Alan has also helped to spearhead a ground-breaking medical study to examine the effects of mild individualized cardiovascular activity (e.g. mild jogging, swimming, biking, hiking, etc.) in enabling North America’s 12 million cancer survivors to overcome their #1 challenge – chronic fatigue. The result has been the pioneering Climb Back from Cancer Program, which is based on his own climb back. Thanks to the research efforts of a team of leading investigators, the program has already helped survivors regain their energy and reduce the anxiety, anger and depression resulting from treatment by 65 percent. These results are unprecedented in the history of cancer recovery research for survivors of bone marrow and blood cell transplants. Phase I of the study, a three-year, $300,000 effort, has compared The Climb Back from Cancer ProgramTM with existing physical activity guidelines to improve survivors’ quality of life.
“We not only need to save lives,” Alan says emphatically. “We need to return them.”
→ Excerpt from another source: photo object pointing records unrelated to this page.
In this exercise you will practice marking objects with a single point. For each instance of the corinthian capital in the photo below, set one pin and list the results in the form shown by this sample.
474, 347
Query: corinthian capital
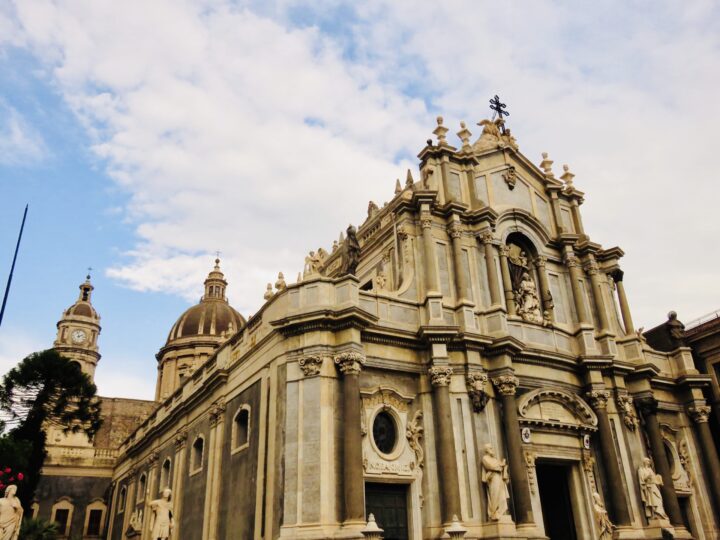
350, 362
699, 414
598, 398
440, 375
506, 384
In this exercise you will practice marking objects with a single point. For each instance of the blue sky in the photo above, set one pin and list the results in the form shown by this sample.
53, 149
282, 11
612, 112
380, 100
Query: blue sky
147, 136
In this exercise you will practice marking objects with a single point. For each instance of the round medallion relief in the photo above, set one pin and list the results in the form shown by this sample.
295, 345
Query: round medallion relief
384, 432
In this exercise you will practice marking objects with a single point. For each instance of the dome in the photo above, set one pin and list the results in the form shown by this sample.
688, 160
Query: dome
213, 317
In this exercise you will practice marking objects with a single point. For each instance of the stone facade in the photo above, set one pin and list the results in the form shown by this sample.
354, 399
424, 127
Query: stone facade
478, 315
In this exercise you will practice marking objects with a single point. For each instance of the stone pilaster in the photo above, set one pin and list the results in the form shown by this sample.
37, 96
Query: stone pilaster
618, 506
461, 286
350, 364
571, 261
507, 281
506, 386
700, 415
445, 442
487, 239
617, 276
594, 273
545, 295
648, 407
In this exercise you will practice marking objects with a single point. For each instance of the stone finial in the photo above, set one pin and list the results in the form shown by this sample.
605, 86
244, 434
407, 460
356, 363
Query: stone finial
409, 182
546, 166
371, 530
440, 132
456, 531
268, 292
280, 284
465, 135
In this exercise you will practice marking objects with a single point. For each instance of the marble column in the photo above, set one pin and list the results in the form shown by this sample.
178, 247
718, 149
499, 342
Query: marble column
487, 239
617, 276
545, 295
179, 474
575, 277
445, 442
648, 407
431, 282
507, 281
700, 415
461, 286
350, 364
217, 422
507, 386
594, 273
618, 498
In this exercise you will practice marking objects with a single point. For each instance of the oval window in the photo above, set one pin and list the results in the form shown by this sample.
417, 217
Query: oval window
384, 432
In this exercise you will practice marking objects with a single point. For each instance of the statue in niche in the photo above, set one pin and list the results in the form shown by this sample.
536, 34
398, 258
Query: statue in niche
161, 520
10, 514
650, 491
527, 300
495, 477
605, 526
351, 257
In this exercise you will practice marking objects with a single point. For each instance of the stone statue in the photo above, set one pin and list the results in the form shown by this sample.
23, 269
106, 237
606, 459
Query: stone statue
161, 521
650, 492
676, 330
605, 526
10, 514
352, 252
527, 300
495, 477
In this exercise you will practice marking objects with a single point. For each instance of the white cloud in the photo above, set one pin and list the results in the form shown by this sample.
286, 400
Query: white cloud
234, 128
20, 143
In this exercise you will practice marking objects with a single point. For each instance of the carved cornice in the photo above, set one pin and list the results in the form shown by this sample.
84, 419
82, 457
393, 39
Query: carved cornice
506, 384
440, 375
310, 365
699, 413
598, 398
350, 362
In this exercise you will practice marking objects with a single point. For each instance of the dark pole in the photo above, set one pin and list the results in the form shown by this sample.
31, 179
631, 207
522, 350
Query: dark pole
12, 268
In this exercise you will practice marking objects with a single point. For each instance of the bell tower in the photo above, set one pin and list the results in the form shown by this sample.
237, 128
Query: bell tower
78, 331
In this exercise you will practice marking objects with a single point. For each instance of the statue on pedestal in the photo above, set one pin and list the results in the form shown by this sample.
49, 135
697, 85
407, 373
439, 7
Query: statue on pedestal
161, 520
650, 492
605, 526
10, 514
495, 477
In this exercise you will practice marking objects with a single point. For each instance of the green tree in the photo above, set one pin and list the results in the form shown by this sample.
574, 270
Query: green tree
45, 390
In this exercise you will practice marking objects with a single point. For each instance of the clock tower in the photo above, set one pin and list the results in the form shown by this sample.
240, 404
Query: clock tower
78, 331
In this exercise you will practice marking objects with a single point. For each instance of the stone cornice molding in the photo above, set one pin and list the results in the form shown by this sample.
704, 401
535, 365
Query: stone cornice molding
506, 384
350, 362
440, 375
310, 365
699, 413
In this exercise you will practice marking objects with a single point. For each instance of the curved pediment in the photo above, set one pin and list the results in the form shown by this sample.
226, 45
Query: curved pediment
556, 408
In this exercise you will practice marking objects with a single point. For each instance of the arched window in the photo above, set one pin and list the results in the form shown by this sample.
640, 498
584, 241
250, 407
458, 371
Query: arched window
241, 429
196, 456
142, 487
94, 518
122, 499
61, 514
165, 475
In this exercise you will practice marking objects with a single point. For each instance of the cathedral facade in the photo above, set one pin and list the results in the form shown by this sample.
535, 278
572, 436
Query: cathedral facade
464, 364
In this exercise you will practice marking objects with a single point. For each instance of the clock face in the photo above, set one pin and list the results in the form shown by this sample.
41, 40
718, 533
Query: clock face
79, 336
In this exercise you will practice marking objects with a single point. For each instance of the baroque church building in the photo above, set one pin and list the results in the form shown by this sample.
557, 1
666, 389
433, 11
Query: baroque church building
463, 364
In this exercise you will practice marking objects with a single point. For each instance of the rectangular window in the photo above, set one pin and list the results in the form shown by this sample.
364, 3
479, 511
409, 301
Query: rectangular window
61, 518
94, 522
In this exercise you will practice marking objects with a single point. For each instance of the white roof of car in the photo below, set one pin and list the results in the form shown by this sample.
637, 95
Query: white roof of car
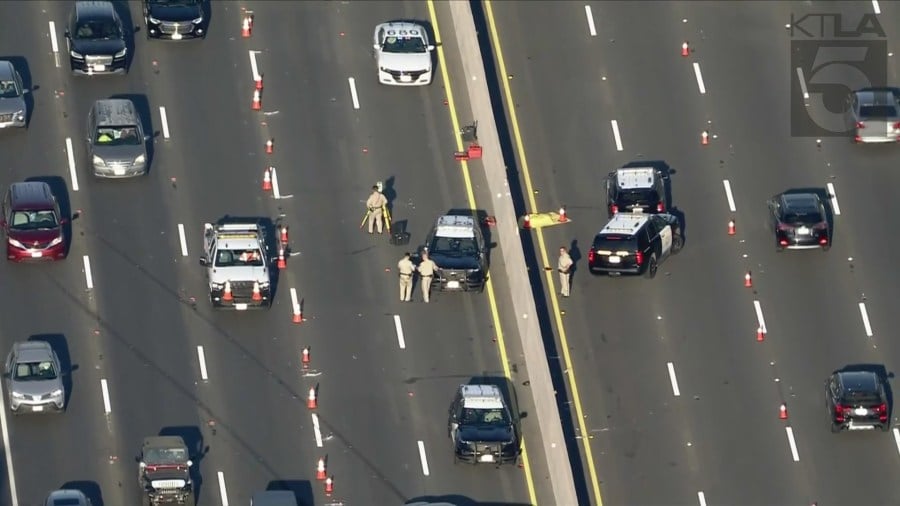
456, 227
635, 177
481, 397
625, 223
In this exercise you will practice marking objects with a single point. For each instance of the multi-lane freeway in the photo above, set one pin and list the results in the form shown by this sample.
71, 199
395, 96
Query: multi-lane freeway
679, 404
128, 310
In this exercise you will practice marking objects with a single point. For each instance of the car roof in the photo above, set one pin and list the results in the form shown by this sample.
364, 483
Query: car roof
625, 223
635, 178
30, 196
115, 112
33, 351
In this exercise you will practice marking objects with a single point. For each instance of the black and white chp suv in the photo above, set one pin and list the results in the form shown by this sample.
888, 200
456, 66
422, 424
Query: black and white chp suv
635, 243
635, 188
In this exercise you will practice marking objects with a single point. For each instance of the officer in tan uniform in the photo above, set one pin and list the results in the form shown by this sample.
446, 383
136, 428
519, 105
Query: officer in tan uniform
426, 273
375, 204
565, 271
406, 269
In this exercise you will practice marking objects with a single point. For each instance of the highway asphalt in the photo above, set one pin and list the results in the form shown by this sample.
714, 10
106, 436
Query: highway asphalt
140, 326
720, 439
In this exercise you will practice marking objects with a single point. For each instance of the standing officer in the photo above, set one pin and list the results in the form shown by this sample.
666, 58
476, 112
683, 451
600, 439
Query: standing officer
375, 205
406, 269
426, 272
565, 271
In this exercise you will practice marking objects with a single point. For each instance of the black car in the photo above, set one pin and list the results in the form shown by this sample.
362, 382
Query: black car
633, 188
856, 400
799, 221
635, 243
96, 39
174, 19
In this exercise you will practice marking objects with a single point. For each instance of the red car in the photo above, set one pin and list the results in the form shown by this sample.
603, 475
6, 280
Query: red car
32, 223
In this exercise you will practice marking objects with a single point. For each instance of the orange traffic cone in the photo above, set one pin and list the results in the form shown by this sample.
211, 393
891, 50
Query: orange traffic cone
311, 401
321, 473
267, 179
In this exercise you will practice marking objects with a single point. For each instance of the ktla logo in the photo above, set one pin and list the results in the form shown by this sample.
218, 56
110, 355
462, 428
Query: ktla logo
830, 58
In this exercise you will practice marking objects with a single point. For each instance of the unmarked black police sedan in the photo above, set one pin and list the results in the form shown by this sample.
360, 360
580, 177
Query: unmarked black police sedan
799, 221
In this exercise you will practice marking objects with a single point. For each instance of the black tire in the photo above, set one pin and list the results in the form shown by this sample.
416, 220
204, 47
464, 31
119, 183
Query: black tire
652, 267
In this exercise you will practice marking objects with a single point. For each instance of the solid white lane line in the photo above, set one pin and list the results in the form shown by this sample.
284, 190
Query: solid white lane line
223, 494
88, 277
591, 27
253, 67
201, 356
104, 388
54, 43
618, 138
759, 317
183, 239
833, 195
699, 78
7, 450
317, 430
803, 88
729, 195
794, 454
399, 328
164, 119
424, 459
673, 379
865, 315
353, 95
70, 156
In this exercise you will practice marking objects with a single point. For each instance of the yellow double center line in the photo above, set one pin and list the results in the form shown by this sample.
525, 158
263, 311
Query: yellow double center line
470, 194
520, 149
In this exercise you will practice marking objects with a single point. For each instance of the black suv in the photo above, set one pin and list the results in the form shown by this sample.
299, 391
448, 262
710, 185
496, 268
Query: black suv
635, 243
633, 188
96, 39
856, 400
174, 19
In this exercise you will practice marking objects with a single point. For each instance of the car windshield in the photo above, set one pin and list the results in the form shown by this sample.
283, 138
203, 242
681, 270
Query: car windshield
8, 89
404, 45
34, 220
97, 30
165, 456
117, 136
238, 257
878, 111
35, 371
454, 247
484, 417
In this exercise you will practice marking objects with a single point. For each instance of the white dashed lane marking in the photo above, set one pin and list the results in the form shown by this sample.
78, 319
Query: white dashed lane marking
673, 379
590, 15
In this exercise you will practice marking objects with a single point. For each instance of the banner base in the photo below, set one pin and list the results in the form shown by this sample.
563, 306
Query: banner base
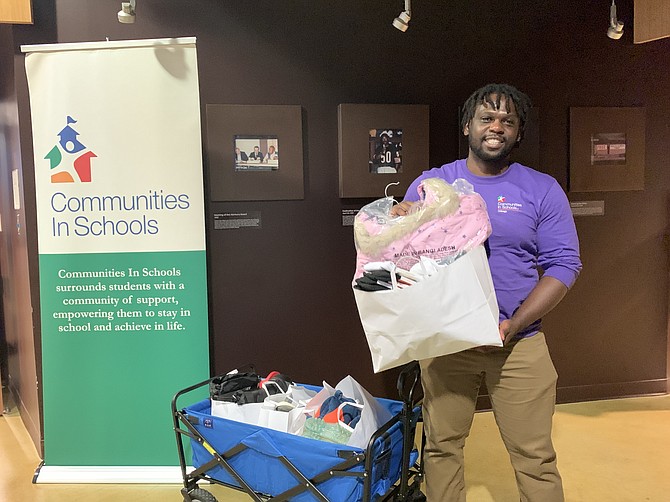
109, 474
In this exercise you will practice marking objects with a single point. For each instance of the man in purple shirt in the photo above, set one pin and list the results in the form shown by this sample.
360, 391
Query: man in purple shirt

Alan’s pioneering philosophy permeates much of his life. In his speaking, he mesmerizes audiences with his completely personalized presentations. He never gives the same presentation twice. Using an exhaustive five-step preparatory research process, he carefully studies each organization and group. Then he accurately and seamlessly blends the information he has collected into each presentation, linking his life experiences with the specific challenges faced by his audience members. The result is that every presentation is a one-of-a-kind, tailor-made program that has unparalleled organizational and individual applicability and impact. This trademark technique has earned him the distinction of being one of the best adventure speakers in the world.
Alan lives in his favorite playground, the majestic Canadian Rocky Mountains in Canmore, Alberta, north of Montana. They provide him with priceless solitude, sanctuary and rejuvenation. He was born to help others see the world from a refreshing new perspective – one high above the clouds of anxiety and doubt where hope, strength and courage emerge triumphantly from within each of us.
“On the other side of fear is freedom,” he says.